We could live for short periods in Utah to see family and old roommates of mine, Kentucky to see Nancy, Washington DC to see the Pratts and visit historical sites, Arizona in the winter to see Karin (we are NOT sun and heat lovers), North Carolina to see Amanda and my sister, Melanie, San Diego to see my sister, Tasha, and all the fun amusement parks there, Orlando to play at the theme parks, New England in the fall since we never made it to those states while driving semi, Wyoming so Hyrum can reminisce and see family, Idaho to see family, etc, Alaska and Hawaii to say we've been there and see Richelle and family, the Bay Area to see Angi...the possibilities are limitless. We can visit all the National Parks. We can visit all the places you study about in school. Plus, they provide you with a furnished house close to the hospital in a nice neighborhood. Does it get any more appealing? I don't see how.

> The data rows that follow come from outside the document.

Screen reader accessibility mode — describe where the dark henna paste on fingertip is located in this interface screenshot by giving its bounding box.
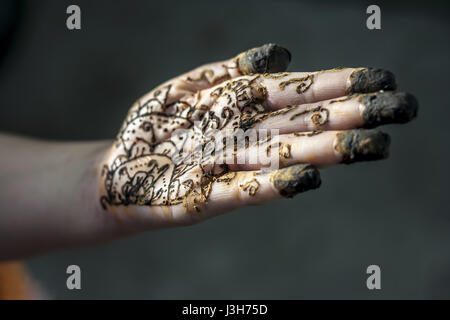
[238,43,291,74]
[270,164,321,198]
[335,130,390,164]
[360,92,418,128]
[347,68,397,94]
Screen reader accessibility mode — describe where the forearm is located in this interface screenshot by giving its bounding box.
[0,135,117,260]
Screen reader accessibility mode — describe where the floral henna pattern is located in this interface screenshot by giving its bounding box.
[101,76,274,211]
[100,46,313,212]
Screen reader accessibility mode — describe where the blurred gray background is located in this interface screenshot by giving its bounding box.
[0,0,450,299]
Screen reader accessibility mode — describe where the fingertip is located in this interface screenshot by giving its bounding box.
[334,129,390,164]
[362,92,419,128]
[348,68,397,93]
[270,164,322,198]
[238,43,291,74]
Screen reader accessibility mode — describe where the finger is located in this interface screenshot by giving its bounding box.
[217,68,396,110]
[240,91,418,134]
[178,164,321,222]
[142,43,291,103]
[225,129,390,171]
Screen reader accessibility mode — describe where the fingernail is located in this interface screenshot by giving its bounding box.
[334,130,390,164]
[271,164,321,198]
[349,68,397,93]
[361,92,419,128]
[238,43,291,74]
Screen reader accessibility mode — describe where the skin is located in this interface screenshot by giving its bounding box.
[0,44,417,260]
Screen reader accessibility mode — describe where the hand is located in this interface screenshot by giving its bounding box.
[100,44,417,229]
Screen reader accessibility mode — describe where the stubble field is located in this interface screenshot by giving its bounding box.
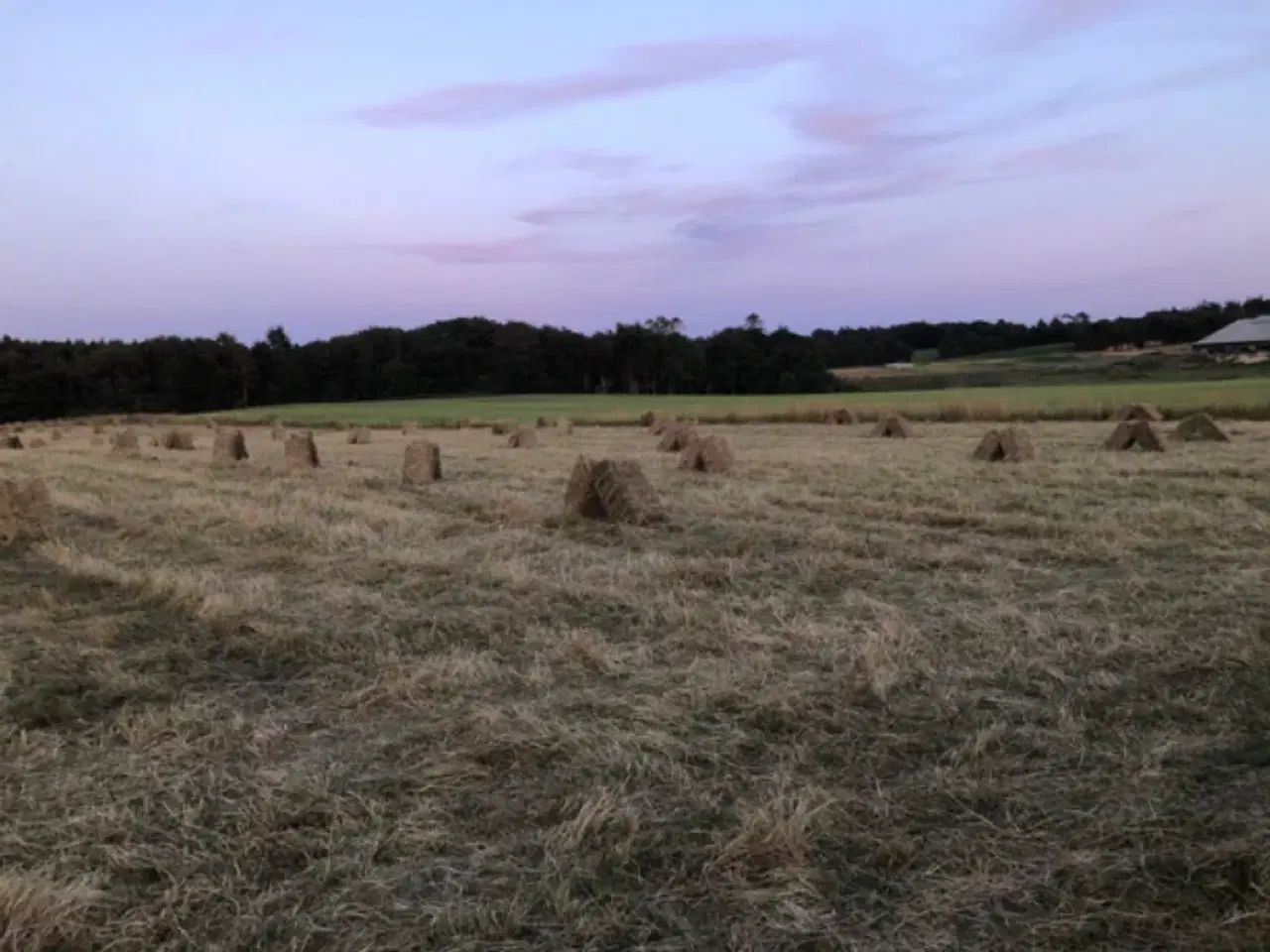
[0,422,1270,952]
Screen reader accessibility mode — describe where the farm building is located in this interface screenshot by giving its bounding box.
[1192,316,1270,354]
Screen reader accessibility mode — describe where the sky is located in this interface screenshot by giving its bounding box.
[0,0,1270,341]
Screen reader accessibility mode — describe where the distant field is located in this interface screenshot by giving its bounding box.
[217,376,1270,426]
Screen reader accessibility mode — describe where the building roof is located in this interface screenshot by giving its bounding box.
[1195,316,1270,346]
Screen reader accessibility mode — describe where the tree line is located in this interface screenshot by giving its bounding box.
[0,298,1270,421]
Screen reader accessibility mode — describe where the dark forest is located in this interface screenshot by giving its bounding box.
[0,298,1270,421]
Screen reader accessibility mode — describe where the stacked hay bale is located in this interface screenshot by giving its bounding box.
[1172,414,1230,443]
[401,439,441,486]
[282,430,320,471]
[870,414,915,439]
[212,429,250,466]
[1103,420,1165,453]
[159,430,194,450]
[564,456,667,526]
[110,426,141,456]
[657,421,696,453]
[971,426,1036,463]
[680,432,736,473]
[507,426,539,449]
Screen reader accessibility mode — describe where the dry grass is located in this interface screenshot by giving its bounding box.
[0,422,1270,952]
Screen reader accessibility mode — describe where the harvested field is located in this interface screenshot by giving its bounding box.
[0,422,1270,952]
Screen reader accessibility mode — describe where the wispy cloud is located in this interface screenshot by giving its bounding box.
[355,235,648,264]
[504,149,687,180]
[987,132,1142,178]
[992,0,1161,47]
[354,38,826,128]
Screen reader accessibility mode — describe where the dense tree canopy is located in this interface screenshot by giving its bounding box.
[0,298,1270,420]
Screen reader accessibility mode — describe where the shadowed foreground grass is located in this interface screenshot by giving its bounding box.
[0,424,1270,952]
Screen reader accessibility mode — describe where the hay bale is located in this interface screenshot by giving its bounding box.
[564,456,604,520]
[564,456,666,526]
[1111,404,1165,422]
[1103,420,1165,453]
[0,479,58,545]
[871,414,913,439]
[971,426,1036,463]
[282,430,320,470]
[680,432,736,472]
[507,426,539,449]
[110,426,141,456]
[1172,414,1230,443]
[159,430,194,450]
[212,430,250,466]
[657,422,696,453]
[401,439,441,486]
[590,459,666,526]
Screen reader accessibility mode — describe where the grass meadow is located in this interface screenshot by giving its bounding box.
[217,375,1270,426]
[0,420,1270,952]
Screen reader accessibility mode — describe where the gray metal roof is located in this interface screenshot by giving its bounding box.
[1195,316,1270,345]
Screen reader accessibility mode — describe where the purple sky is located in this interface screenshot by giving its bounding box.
[0,0,1270,341]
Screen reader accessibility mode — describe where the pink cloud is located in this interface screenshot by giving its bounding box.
[990,132,1139,178]
[361,235,648,264]
[998,0,1161,46]
[354,40,825,128]
[507,149,686,178]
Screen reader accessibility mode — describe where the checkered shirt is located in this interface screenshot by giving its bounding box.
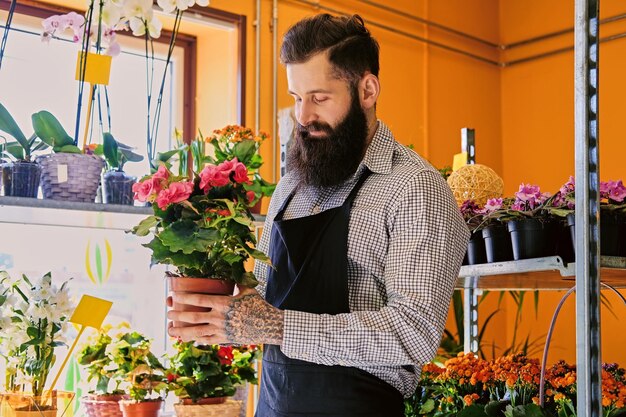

And since our kids are so close together in age and we have so many, they'll always have the best friends...each other! They won't be lonely traveling around. And they'll have pen pals from all over the country. Kind of like how Hyrum has friends from all over since his family moved so much.
Plus, we'll have job security since there's a nursing shortage, retirement, and benefits. And he'll work three 12 hour shifts a week with overtime always an option, so we'll have plenty of time to explore our new locations. What a great occupation for a devoted family man!
We feel SO good about this decision!! Better than we have about any other decision we've made, other than the decision to get married to one another.
Now, to meet with the lawyer and murk through the mud...
We'll see how everything goes. I believe we're in for a lot more stress before we can enjoy our future life.